Listen im not trying to knock the n30 here, and im not going to argue the stock SLA battery in the stanley is as good as the n30 battery, but field swappable batteries are great as long as you can carry enough, but if you cant charge them up in the field(car atv whatever...) your time is still limited...

id say its a tradeoff.....but upon further review the stanley has many more options...


----------



## Apollo Cree (Jan 31, 2010)

Don't forget, you can buy 2 1/2 of the Stanley lights for the price of one N30. Or 2/3 of a Stanley for the price of one N30 battery pack. 

That doesn't mean the N30 isn't better, but ask yourself if you get enough extra value out of it for the price. 

Or buy one Stanley HID and 1 of the small Stanley 5W 200 lumen LED lights, and one of the Coleman 500 Lumen LED lights.


----------



## MattK (Feb 1, 2010)

Well since the Stanley has less then 1/2 the runtime than the N30 I can see this being more of an issue for it. 
Remember one N30 has 2 x the runtime of Stanleys out of the box so an extra N30 battery means 4 x the runtime so it's still not apples and oranges.

The latest revision of the N30 uses high frequency linear charging which means it can now use the 12V charger originally developed for the L35. 
Until now you would have needed a $20 inverter to charge the N30 from a car. That's not exactly a major impediment to field chargeability (certainless less than sporting a custom LiPo pack and charger) and again, with 2 X the runtime you're only 1/2 as likely to NEED to field charge or swap the battery. 

Most people aren't going to be sporting a 14.8V 4Ah LiPo pack with correct plugs and a charger system.


----------



## Joe_Atlanta (Feb 1, 2010)

Seems like y'all are arguing apples and oranges. One is is an affordable "pro" type solution, the other an emergency light you use until the professionals get there. 

For me, I like to have the best tools I can afford. I get a lot of satisfaction from that, just plain pride of ownership.

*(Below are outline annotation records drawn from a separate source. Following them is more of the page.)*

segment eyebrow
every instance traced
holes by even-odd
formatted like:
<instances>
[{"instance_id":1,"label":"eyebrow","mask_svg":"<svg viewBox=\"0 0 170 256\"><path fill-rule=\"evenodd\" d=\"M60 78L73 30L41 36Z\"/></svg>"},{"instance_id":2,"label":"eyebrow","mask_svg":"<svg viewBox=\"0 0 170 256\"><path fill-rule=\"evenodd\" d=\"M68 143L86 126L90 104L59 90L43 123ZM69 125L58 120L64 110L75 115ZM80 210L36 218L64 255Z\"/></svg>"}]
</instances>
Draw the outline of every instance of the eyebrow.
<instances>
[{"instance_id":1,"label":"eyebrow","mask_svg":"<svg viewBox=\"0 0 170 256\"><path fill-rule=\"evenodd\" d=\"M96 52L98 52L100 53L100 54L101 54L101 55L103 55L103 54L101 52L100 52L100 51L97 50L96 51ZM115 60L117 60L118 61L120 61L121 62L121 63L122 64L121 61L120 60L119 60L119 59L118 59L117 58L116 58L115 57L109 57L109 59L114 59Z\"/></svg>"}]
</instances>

Others may get just as much satisfaction from building their own.


----------



## liteitup (Feb 1, 2010)

But can you run the light from that l35 charger when your primary and backups die? The initial runtime is the only time that 1/2 runtime will come into effect. When you introduce backup batteries into the mix its a moot point. 

Now why do you say most people arnt going to be sporting backups for the stanley? If someone needs the extra runtime they sure would. Weather it be 18650 backups lipos whatever, the option is there and you can do more then double the 3600 mah for 80 bucks. i cant see people walking around paying 80 bucks for a 3600mah battery but im sure they do... 

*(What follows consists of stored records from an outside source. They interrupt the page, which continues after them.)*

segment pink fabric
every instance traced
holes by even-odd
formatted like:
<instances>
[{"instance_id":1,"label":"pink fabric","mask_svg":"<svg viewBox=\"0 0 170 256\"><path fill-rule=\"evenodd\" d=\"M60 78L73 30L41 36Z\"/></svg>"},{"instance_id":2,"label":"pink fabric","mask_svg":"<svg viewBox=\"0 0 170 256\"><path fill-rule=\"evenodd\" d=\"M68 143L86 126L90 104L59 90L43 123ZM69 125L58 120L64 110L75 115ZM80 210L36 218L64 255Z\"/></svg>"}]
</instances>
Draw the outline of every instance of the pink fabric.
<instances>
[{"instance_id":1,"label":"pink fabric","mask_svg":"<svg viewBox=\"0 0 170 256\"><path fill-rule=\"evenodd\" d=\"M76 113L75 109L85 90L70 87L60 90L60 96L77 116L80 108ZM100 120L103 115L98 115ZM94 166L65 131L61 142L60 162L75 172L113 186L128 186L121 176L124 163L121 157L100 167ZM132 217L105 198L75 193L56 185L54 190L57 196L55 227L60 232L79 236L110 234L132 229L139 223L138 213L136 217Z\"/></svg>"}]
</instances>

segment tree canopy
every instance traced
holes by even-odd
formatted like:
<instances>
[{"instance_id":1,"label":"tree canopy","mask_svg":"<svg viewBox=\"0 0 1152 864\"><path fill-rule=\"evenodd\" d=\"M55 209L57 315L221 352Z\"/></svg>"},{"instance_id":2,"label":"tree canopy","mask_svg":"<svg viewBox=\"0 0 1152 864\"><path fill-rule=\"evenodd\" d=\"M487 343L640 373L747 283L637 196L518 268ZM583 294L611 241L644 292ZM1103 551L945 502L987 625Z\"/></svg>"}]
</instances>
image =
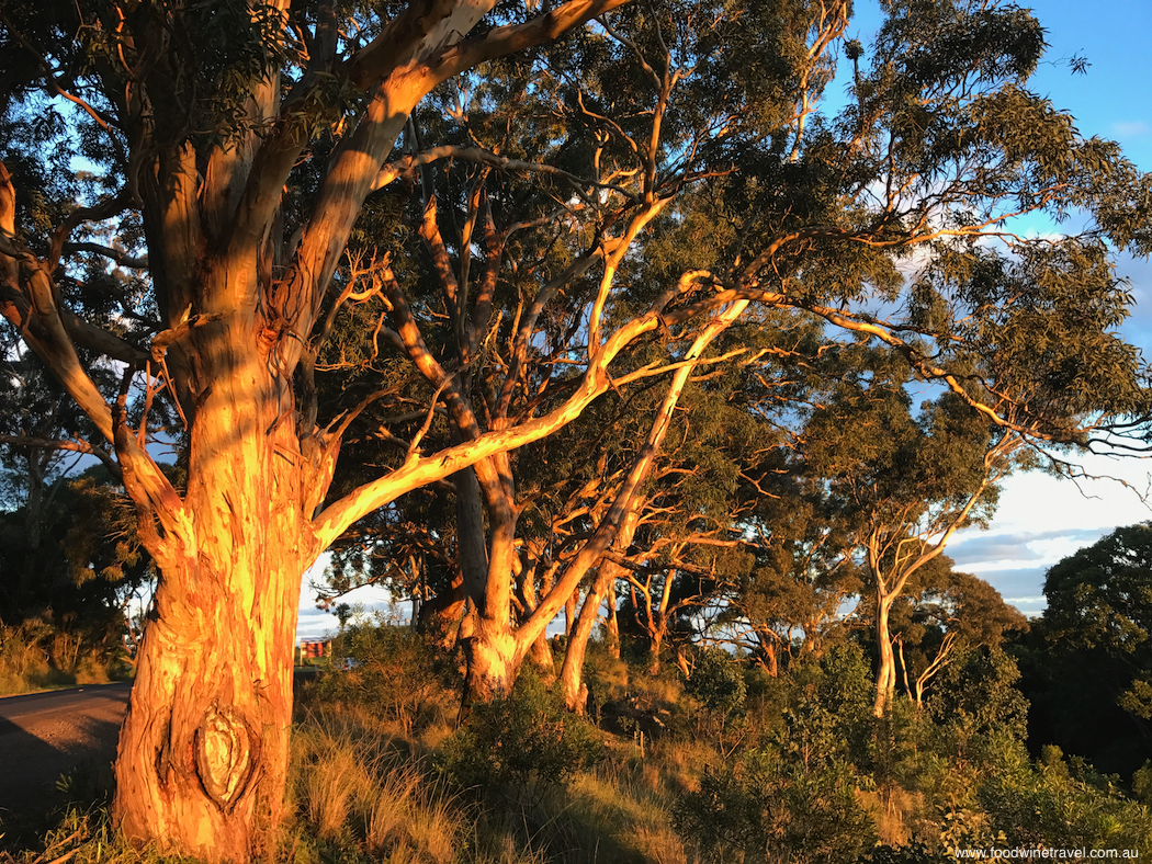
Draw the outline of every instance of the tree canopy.
<instances>
[{"instance_id":1,"label":"tree canopy","mask_svg":"<svg viewBox=\"0 0 1152 864\"><path fill-rule=\"evenodd\" d=\"M1147 250L1150 181L1028 89L1028 10L885 15L865 50L847 0L0 9L7 339L79 409L56 437L114 467L160 574L118 760L128 835L258 849L301 574L361 520L403 524L414 490L454 495L469 680L505 692L627 552L681 397L727 363L793 358L824 395L888 376L851 420L876 445L856 465L896 467L925 430L1029 453L1139 439L1146 370L1108 262ZM1013 233L1074 211L1076 236ZM882 361L821 367L865 343ZM914 379L946 392L923 418ZM563 478L514 454L650 384L642 446L579 438L614 473L570 558L530 560L537 493ZM917 476L956 473L952 453Z\"/></svg>"}]
</instances>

i just cant see how you wouldnt consider these different options a tradeoff.


----------



## MattK (Feb 1, 2010)

Joe_Atlanta said:


> Seems like y'all are arguing apples and oranges. One is is an affordable "pro" type solution, the other an emergency light you use until the professionals get there.
> 
> For me, I like to have the best tools I can afford. I get a lot of satisfaction from that, just plain pride of ownership. Others may get just as much satisfaction from building their own.



Well stated.



liteitup said:


> But can you run the light from that l35 charger when your primary and backups die? The initial runtime is the only time that 1/2 runtime will come into effect. When you introduce backup batteries into the mix its a moot point.
> 
> Now why do you say most people arnt going to be sporting backups for the stanley? If someone needs the extra runtime they sure would. Weather it be 18650 backups lipos whatever, the option is there and you can do more then double the 3600 mah for 80 bucks. i cant see people walking around paying 80 bucks for a 3600mah battery but im sure they do...
> 
> i just cant see how you wouldnt consider these different options a tradeoff.

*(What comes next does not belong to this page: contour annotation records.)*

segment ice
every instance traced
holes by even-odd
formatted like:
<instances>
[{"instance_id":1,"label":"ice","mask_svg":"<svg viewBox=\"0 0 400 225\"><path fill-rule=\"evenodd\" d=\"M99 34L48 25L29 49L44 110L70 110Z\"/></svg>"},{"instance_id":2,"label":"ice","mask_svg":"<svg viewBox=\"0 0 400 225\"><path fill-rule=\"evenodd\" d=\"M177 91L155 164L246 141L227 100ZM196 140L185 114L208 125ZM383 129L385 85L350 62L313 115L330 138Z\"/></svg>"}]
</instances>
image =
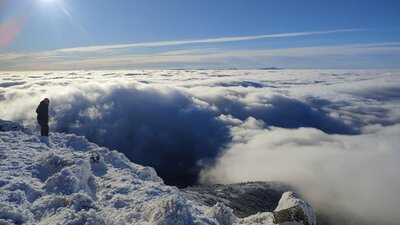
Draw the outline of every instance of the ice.
<instances>
[{"instance_id":1,"label":"ice","mask_svg":"<svg viewBox=\"0 0 400 225\"><path fill-rule=\"evenodd\" d=\"M82 136L6 130L0 151L2 225L274 224L272 212L241 219L222 203L189 200L164 185L153 168ZM282 198L278 208L293 205L313 215L295 195Z\"/></svg>"}]
</instances>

No, a constant run adaptor will be a seperate accessory - and of course you can have spare batteries charged and waiting. Swap out packs, throw the dead pack on the charger and you're all set.

Most people, and here I mean everyone but a few hobbyists (from CPF), are not going to be carrying some lithium or SLA 'backup' for a Stanley. That is a viable and appealing solutuion for a handful of hobbyists only. 

A professional will happily buy another battery pack that can be field switched and be glad that it's an option.


----------



## liteitup (Feb 1, 2010)

MattK said:


> Well stated.
> 
> 
> 
> ...


a backup is a backup... you can carry one for one light but not for another? ok


----------